Chancellor ‘breaks promise to sports’

06 December 2006

The listing was posted by The Central Council of Physical Recreation

Gordon Brown’s apparent decision to ignore the pleas of grassroots sport in his pre-Budget report renege on a specific pledge the Chancellor made to the public only weeks ago, according to sport and recreation’s umbrella body, CCPR.

In an article written by the Chancellor in the Daily Mail on October 25, Brown explicitly promised to use today’s report to concentrate more of the Government’s time and resources on sport, particularly amongst children.

The article, unveiling the Chancellor’s new “vision for increasing young people’s participation in sport by 2012”, outlined how he would “set out in the pre-budget report how we can do better with a new focus on sports and fitness for our nation's children.” However, in his announcement at the Dispatch Box this afternoon, sport came off third best to consideration of other matters, including children’s toys and film piracy.

The absence of an announcement will come as a great disappointment to those working within grassroots and community sport, whose governing bodies are keen to make the most of the opportunities the build-up to the London’s Olympic in 2012 will present. They saw the pre-Budget report as a chance for the Government to re-establish its community sport credentials by providing the investment that many believe is necessary to get more people into active lifestyles on the back of the Games.

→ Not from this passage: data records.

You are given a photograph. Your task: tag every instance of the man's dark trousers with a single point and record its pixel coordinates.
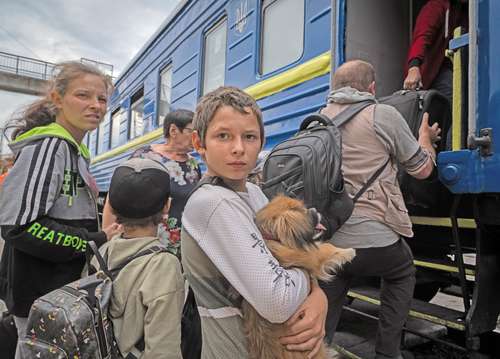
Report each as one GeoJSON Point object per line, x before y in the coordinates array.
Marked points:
{"type": "Point", "coordinates": [394, 264]}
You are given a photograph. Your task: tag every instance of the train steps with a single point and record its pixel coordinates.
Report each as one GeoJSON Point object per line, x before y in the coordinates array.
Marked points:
{"type": "Point", "coordinates": [355, 336]}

Tim Lamb, CCPR Chief Executive, expressed dismay at what he views as a missed opportunity after CCPR had lobbied over recent months for a number of specific fiscal reforms for the sector:

“We keep on hearing that ministers are committed to sport and recreation, but where is the evidence? This was a golden opportunity for the Chancellor to put his money where his mouth is – we heard a lot about the healthy state of the Exchequer’s coffers but nothing about how he is going to make the most of the chance the Olympics give us to get more people into sport and physical recreation to improve the health of the nation.

“But today is more than a missed opportunity - it is also a broken promise. Gordon Brown made a specific and public pledge to address this issue only a few weeks ago but now it seems it has slipped his mind altogether. There are only six Budgets between now and the Olympics and each one that passes without any new investment in community sport is an indictment of ministers’ commitment to use the Games as an inspiration to the public.

“Amongst all the feuding about Olympic budgets and cost over-runs it seems that the word ‘sport’  has been almost completely forgotten.”